6- Consideram fundamental reformular este documento legal ou, pelo menos, proceder a alterações urgentes, desta vez, com a participação de todos.
a) São considerados aspectos positivos: a obrigatoriedade do PEI; a promoção da transição para a vida pós-escolar, a confidencialidade do processo; a criação do Departamento de Educação Especial, o fim dos encaminhamentos para instituições e as sanções às escolas que se recusem a aceitar estes alunos.
b) Na impossibilidade de proceder a essa desejada reformulação, seria importante corrigir de imediato os seguintes pontos:
a. Retirar o ponto da CIF, pelas razões anteriormente citadas.
b. Reescrever uma parte do corpo do decreto face à retirada da CIF quanto à elegibilidade, estabelecendo critérios consensuais e científicos. Assumir que a avaliação e a intervenção em Educação Especial deve ser feita em função do currículo.
c. Retirar a necessidade de aprovação do PEI pelo CE e pelo CP, devendo este documento estar aprovado quando assinado pelos intervenientes. Num lado aparece o CE a aprovar e noutro o CP.
d. Retirar o termo “crianças” nos processos de transição e flexibilizar os prazos referidos como forma de permitir equilíbrio e bom-senso no peso das diversas componentes e respostas para estes alunos, numa perspectiva de prioridade à Inclusão na turma e no currículo comum.
e. Estabelecer que a coordenação da aplicação do PEI deveria ser do docente de Educação Especial e não do DT.
f.
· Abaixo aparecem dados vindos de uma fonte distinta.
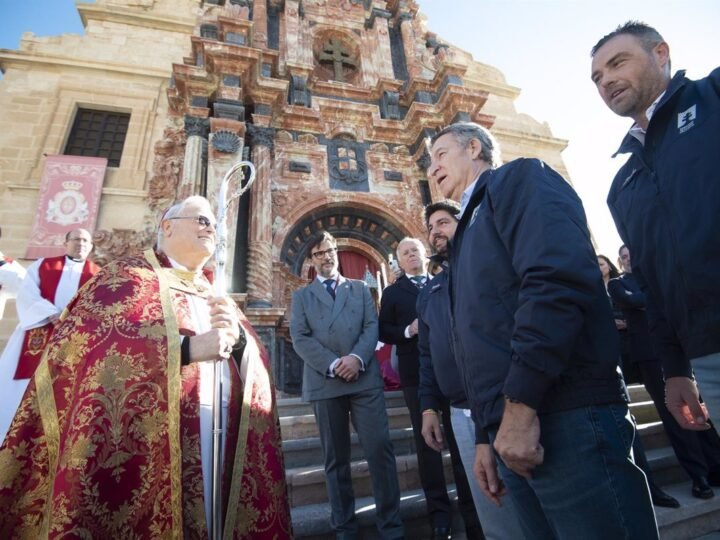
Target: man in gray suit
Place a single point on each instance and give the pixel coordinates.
(334, 329)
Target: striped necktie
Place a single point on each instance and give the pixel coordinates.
(330, 286)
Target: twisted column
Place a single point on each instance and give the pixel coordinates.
(259, 271)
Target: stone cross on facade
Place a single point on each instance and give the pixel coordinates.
(334, 53)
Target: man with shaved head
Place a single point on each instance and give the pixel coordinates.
(665, 201)
(49, 285)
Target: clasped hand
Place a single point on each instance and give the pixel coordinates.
(348, 368)
(518, 439)
(217, 343)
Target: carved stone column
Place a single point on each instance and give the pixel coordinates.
(259, 271)
(225, 149)
(260, 29)
(408, 37)
(196, 130)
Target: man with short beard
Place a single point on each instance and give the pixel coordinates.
(665, 202)
(533, 336)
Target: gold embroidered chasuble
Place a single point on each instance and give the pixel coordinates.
(106, 442)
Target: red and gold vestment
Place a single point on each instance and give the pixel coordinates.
(106, 442)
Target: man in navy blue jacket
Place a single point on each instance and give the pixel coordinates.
(536, 346)
(440, 380)
(666, 204)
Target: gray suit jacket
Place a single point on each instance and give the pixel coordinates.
(323, 330)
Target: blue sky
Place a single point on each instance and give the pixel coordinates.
(542, 47)
(43, 17)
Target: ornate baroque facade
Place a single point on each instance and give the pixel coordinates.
(332, 100)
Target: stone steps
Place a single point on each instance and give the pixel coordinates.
(308, 496)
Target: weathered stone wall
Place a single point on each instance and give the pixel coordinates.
(122, 63)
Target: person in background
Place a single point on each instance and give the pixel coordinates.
(114, 434)
(48, 286)
(440, 381)
(398, 323)
(11, 275)
(533, 336)
(334, 329)
(610, 272)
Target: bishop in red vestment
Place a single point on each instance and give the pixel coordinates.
(109, 440)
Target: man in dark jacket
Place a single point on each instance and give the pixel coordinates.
(697, 452)
(398, 326)
(666, 204)
(440, 380)
(536, 346)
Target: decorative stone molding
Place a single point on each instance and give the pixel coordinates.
(231, 109)
(390, 106)
(167, 168)
(225, 141)
(260, 136)
(111, 245)
(298, 93)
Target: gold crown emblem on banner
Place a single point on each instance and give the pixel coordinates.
(72, 185)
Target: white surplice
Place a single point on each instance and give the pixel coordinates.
(11, 276)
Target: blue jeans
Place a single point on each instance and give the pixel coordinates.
(587, 487)
(498, 522)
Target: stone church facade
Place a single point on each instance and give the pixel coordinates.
(331, 100)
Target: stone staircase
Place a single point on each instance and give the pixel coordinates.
(311, 512)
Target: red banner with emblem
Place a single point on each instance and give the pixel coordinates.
(69, 199)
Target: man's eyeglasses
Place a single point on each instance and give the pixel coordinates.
(201, 220)
(325, 253)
Apresentar as unidades e Escolas de Referência como excepção e último recurso, promovendo a Educação Inclusiva para as problemáticas severas, privilegiando soluções mais abertas, salas de transição e centros de recursos.
g. Dar a prioridade à cooperação, às parcerias, à prática pedagógica diferenciada e à permanência dos alunos com NEE na sua turma de referência, em detrimento de respostas mais restritivas excepcionais.
h. Educação Bilingue deveria ser objecto de medidas educativas de outro tipo, por se tratar de uma comunidade com uma identidade própria e com uma Língua específica.